Klinsmann still cherishes the unique connection he built with the English faithful, the city of London and the historic venues in which he played, making this a unique moment in his professional experience.
“This city is just amazing,” said Klinsmann of England’s capital. “It’s one of the most beautiful in the world, it’s cosmopolitan, everyone gets along with each other no matter what background they have and it’s just a soccer-driven city. There’s so much soccer knowledge with the clubs, the stadiums, and the history, and it will be great to be back there to feel it for a week.”
“With Craven Cottage you have one of the most historic stadiums in England and it’s going to be a blast for us,” Klinsmann continued. “For me, reconnecting with the people at Tottenham and to see some old teammates is going to be really nice, but we are there in order to get a good game done, and having Colombia agree to that game is huge for us.”
Colombia is coming off its best performance ever at a FIFA World Cup, having advanced to the quarterfinals in Brazil. It also introduced the world to current Real Madrid midfielder James Rodriguez, who won the Golden Boot as the top goal scorer in the tournament. On the other hand, the USA was able to advance past the “Group of Death” after downing Ghana and taking a point off Portugal in the group stage, but exited the tournament after a tough 2-1 loss to Belgium in the Round of 16 that captured the imagination of millions of American fans thanks to an incredible team spirit and the magnificent performance of U.S. goalkeeper Tim Howard.
The upcoming game versus Colombia will test Klinsmann’s squad as they are set to once again measure themselves against one of the best in the world. The USA’s performance in Brazil drew the attention of the football fans in the UK, and Klinsmann hopes a similar display can be produced on Nov. 14 at Craven Cottage.

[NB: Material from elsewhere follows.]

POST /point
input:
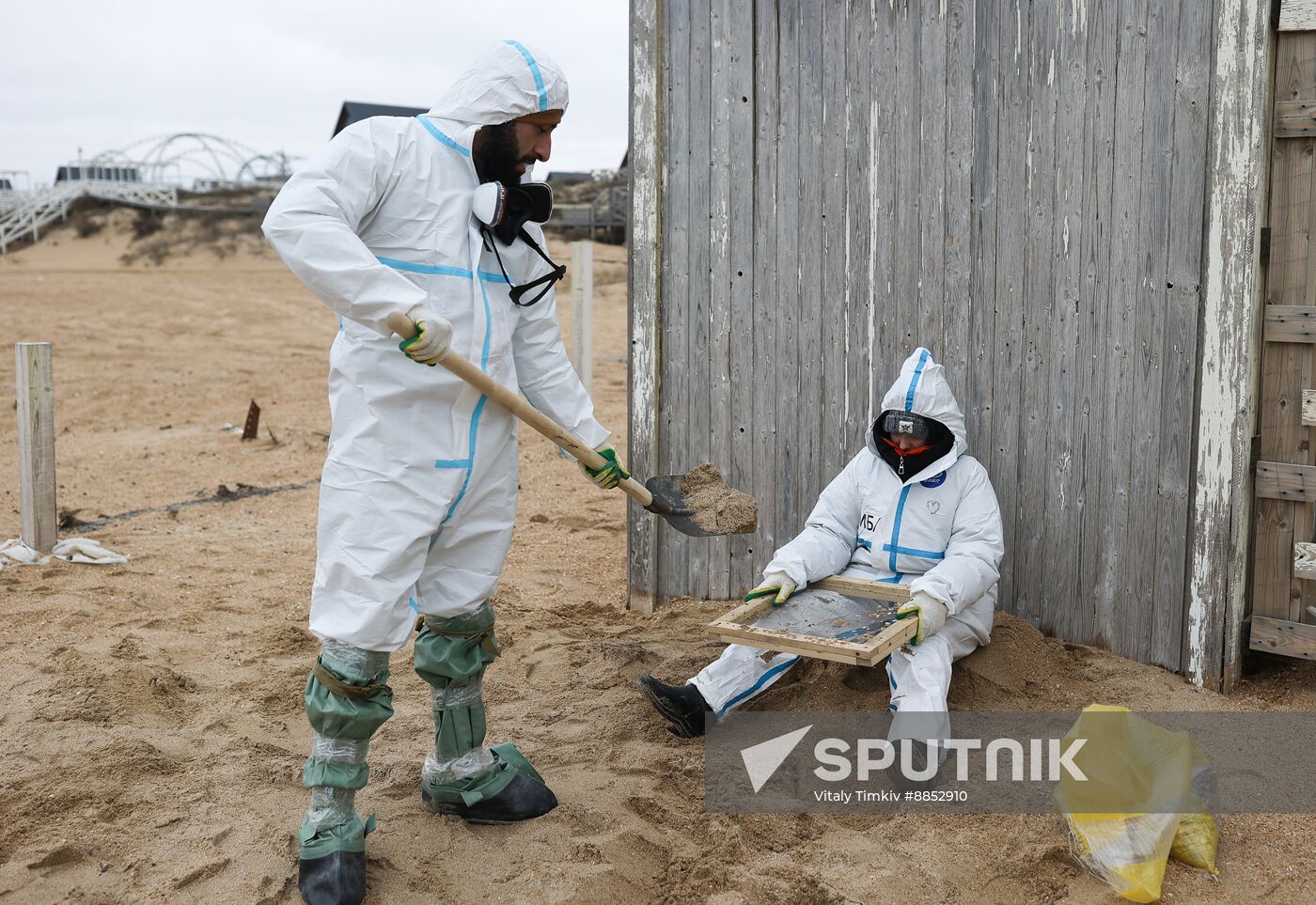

“People in England noticed we are coming along,” Klinsmann commented on the English perspective of American soccer. “They were full of compliments after our World Cup performance. Obviously they were sad about their own team not going through to the knock out stage. The respect is simply growing for the United States on a global stage. They’ve noticed we can develop players. They’ve noticed we can put good teams together and that MLS is growing at a very fast pace and getting stronger. They see a National Team that’s taking the game to their opponents – we are not sitting back and defending only against Colombia, we will attack them as well. We want to beat them. It’s going to be difficult, but it’s doable.”